Startup Stream Contract

Startup streams may begin with either a scored progress event or a scored best_solution event. Consumers must not require progress to arrive first.

Runtime rules:

  • progress is metadata-only and must not carry the solution payload
  • best_solution must include both solution and snapshotRevision
  • pause_requested means the runtime accepted the request, not that the exact checkpoint is already available
  • paused, completed, cancelled, and failed are authoritative lifecycle events; SF.createSolver() synchronizes the retained snapshot before firing the corresponding callbacks
  • the status bar uses currentScore as the live score during solving
  • missing or malformed typed lifecycle fields are ignored instead of being silently normalized
  • HTTP EventSource.onerror is transport state, not runtime lifecycle state; transient reconnecting errors do not change the lifecycle
  • a closed SSE stream surfaces through onError while preserving the last authoritative lifecycle, retained job id, score metadata, and snapshot revision
  • delete() waits for required terminal snapshot synchronization before calling deleteJob(); if synchronization or backend deletion fails, the retained job id and terminal lifecycle state remain intact
  • Stop remains visible during CANCELLING so the UI can reattach a detached stream listen-only, but it must not send a duplicate cancelJob()

Asset Serving Under /sf/*

solverforge_ui::routes() serves GET /sf/{*path} from the crate’s embedded asset directory.

Common assets include:

  • /sf/sf.css
  • /sf/sf.js
  • /sf/sf.0.6.5.css
  • /sf/sf.0.6.5.js
  • /sf/vendor/fontawesome/css/fontawesome.min.css
  • /sf/vendor/fontawesome/css/solid.min.css

Cache Behavior and Versioned Bundles

The crate emits both stable and versioned bundle filenames:

  • stable: /sf/sf.css, /sf/sf.js
  • versioned: /sf/sf.<crate-version>.css, /sf/sf.<crate-version>.js

src/lib.rs serves them with different cache policies:

  • stable bundles use Cache-Control: public, max-age=3600
  • versioned bundles use Cache-Control: public, max-age=31536000, immutable
  • fonts/, vendor/, and img/ assets are also served as immutable

A practical strategy is to use stable URLs during development and versioned bundles in production or CDN environments.

Optional Modules

When the optional map module is shipped in static/sf/modules/, include it alongside Leaflet:

<link rel="stylesheet" href="/sf/vendor/leaflet/leaflet.css" />
<script src="/sf/vendor/leaflet/leaflet.js"></script>
<link rel="stylesheet" href="/sf/modules/sf-map.css" />
<script src="/sf/modules/sf-map.js"></script>

For route geometry, travel-time, and map-data pipeline details, see the existing solverforge-maps docs.

Map Helper Surface

The optional map module exposes SF.map after Leaflet and sf-map.js are loaded:

var map = SF.map.create({
  container: "map",
  center: [45.07, 7.69],
  zoom: 13,
});

map.addVehicleMarker({ lat: 45.07, lng: 7.69, color: "#10b981" });
map.addVisitMarker({
  lat: 45.08,
  lng: 7.7,
  color: "#3b82f6",
  icon: "fa-utensils",
});
map.addStopNumber({ lat: 45.08, lng: 7.7, number: 1, color: "#3b82f6" });
map.drawRoute({
  points: [
    [45.07, 7.69],
    [45.08, 7.7],
  ],
  color: "#10b981",
});
map.drawEncodedRoute({ encoded: "encodedPolylineString", color: "#3b82f6" });
map.fitBounds();
map.highlight("#10b981");
map.clearHighlight();
map.clearRoutes();
map.clearStops();
map.clearMarkers();
map.clearAll();

fitBounds() fits vehicle and visit markers.
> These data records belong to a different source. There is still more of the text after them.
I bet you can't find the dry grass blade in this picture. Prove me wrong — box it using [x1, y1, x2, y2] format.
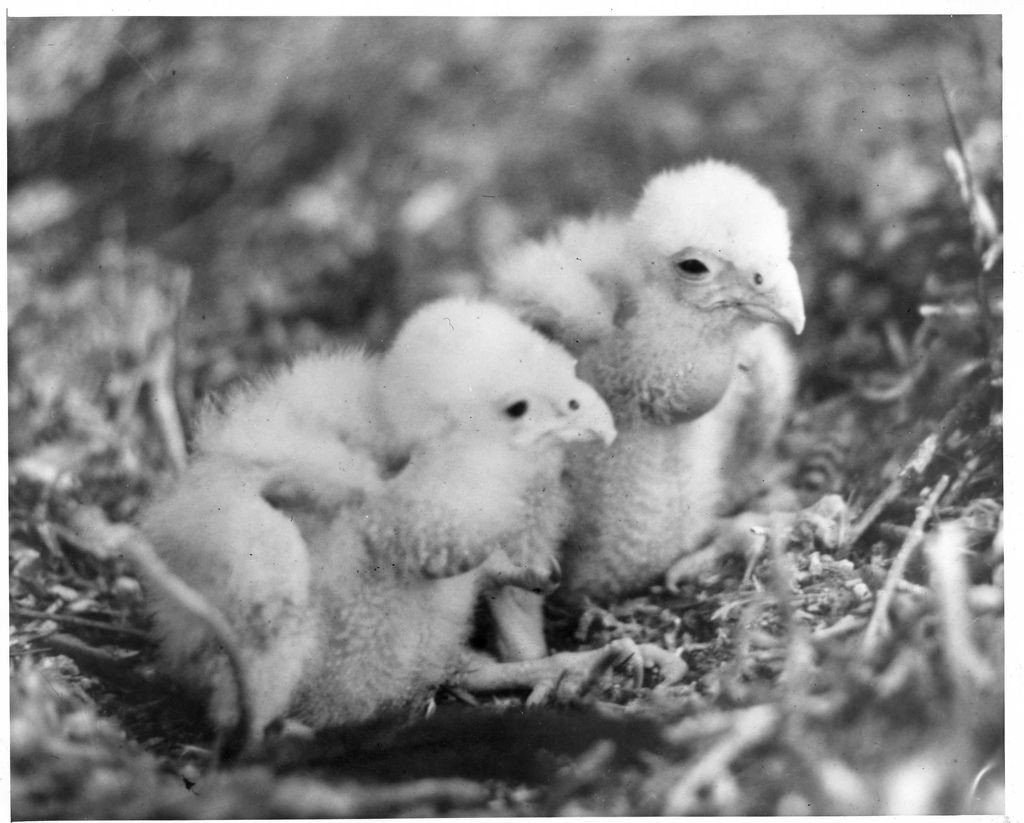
[273, 778, 489, 818]
[862, 472, 949, 659]
[925, 522, 995, 695]
[10, 606, 150, 640]
[939, 77, 1002, 350]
Since 0.6.2, marker bounds are backed by a Leaflet feature group, so marker-only maps can call fitBounds() without needing route polylines first.

Non-Rust Integration Path

static/sf/ is self-contained. If you are not serving assets from Rust, copy, submodule, or symlink it into your static-files directory so /sf/* resolves the same way in production.